The Tree of Life de Terence Malick

En ce triste  temps de dimanche de la Pentecôte, un temps  brumaire – comme on parle d’une ère primaire-, on décide d’aller au cinéma. Mais le cinéma est fermé le dimanche soir à 20 heures, nous dit le gardien, même la veille d’un jour férié – un lundi de pentecôte férié  pour quelques privilégiés… Trop tard pour aller ailleurs.
Alors, résignés, on rentre chez soi et, au hasard on prend un DVD que l’on n’a pas encore regardé, « The  Tree of Life » de Terence Malick, avec Brad Pitt et Sean Penn. Ça tombe bien en cette période de Festival de Cannes, c’est une ancienne palme d’or.
La pochette dit : « Dans le Texas des années 50, Jack, âgé d’une dizaine d’année, grandit entre un père autoritaire et une mère aimante et généreuse, qui lui donne foi en la vie ». On se dit : chouette ! On va avoir droit à une épopée hollywoodienne ruisselante de bons sentiments, une histoire pleine de rebondissements dans le genre historico-socialo-libéral  cher à Hollywood. Et bien on a tout faux !
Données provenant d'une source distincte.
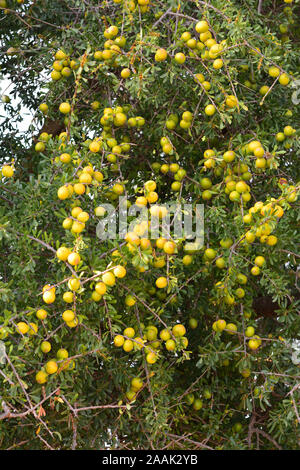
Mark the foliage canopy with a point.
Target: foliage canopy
(194, 102)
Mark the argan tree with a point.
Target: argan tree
(137, 341)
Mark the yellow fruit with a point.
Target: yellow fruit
(109, 278)
(271, 240)
(169, 247)
(73, 323)
(22, 328)
(68, 315)
(79, 188)
(41, 377)
(95, 147)
(161, 282)
(129, 332)
(119, 271)
(68, 297)
(85, 178)
(125, 73)
(65, 108)
(74, 259)
(255, 270)
(44, 108)
(151, 357)
(129, 300)
(220, 325)
(246, 373)
(231, 328)
(119, 341)
(161, 55)
(62, 253)
(202, 27)
(128, 345)
(33, 328)
(41, 314)
(74, 284)
(210, 110)
(100, 288)
(51, 367)
(284, 79)
(63, 192)
(178, 330)
(49, 297)
(62, 354)
(170, 345)
(231, 101)
(259, 261)
(7, 171)
(45, 347)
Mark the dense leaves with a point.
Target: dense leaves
(191, 102)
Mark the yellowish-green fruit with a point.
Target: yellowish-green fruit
(65, 108)
(51, 367)
(41, 377)
(119, 341)
(41, 314)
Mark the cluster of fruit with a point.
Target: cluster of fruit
(53, 366)
(63, 66)
(206, 45)
(7, 171)
(221, 325)
(173, 340)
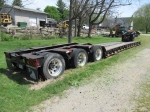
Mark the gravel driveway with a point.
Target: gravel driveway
(116, 90)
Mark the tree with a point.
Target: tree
(99, 10)
(74, 12)
(61, 7)
(2, 2)
(17, 3)
(52, 12)
(142, 15)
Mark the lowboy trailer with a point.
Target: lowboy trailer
(51, 61)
Ça commence en effet par une longue, longue suite d’images magnifiques, images oniriques de toutes espèces – animales (le diplodocus magnanime ne mange pas sa proie), végétales, sous-marines (le début du commencement de la vie), vues aériennes dignes d’un Yann Arthus-Bertrand, images planétaires à la Kubrick, (de nombreuses séquences se passent dans l’espace et font dans la pure poésie visuelle), des éruptions volcaniques  en veux-tu, en voilà, bref un beau documentaire.
On s’interroge, on regarde la pochette du film : non, on ne s’est pas trompé, c’est bien « The tree of life« . Il est vrai qu’une voix off parasite ces images. Elle nous raconte en même temps, avec une emphase délibérée des bondieuseries judéo-chrétiennes sur la Grâce, la Nature, le Bien, le Mal. Cet amphigouri n’est pas vraiment original venant d’un cinéaste américain, juste un brin barbant. D’autant que l’on ne voit pas le rapport avec les images et le scénario que l’on vient de lire… Deux heures et quelques après, à la toute fin, on a compris ce qu’il y avait à comprendre, on tire le bilan… Bon!  Bon ce film? Il aurait pu l’être si…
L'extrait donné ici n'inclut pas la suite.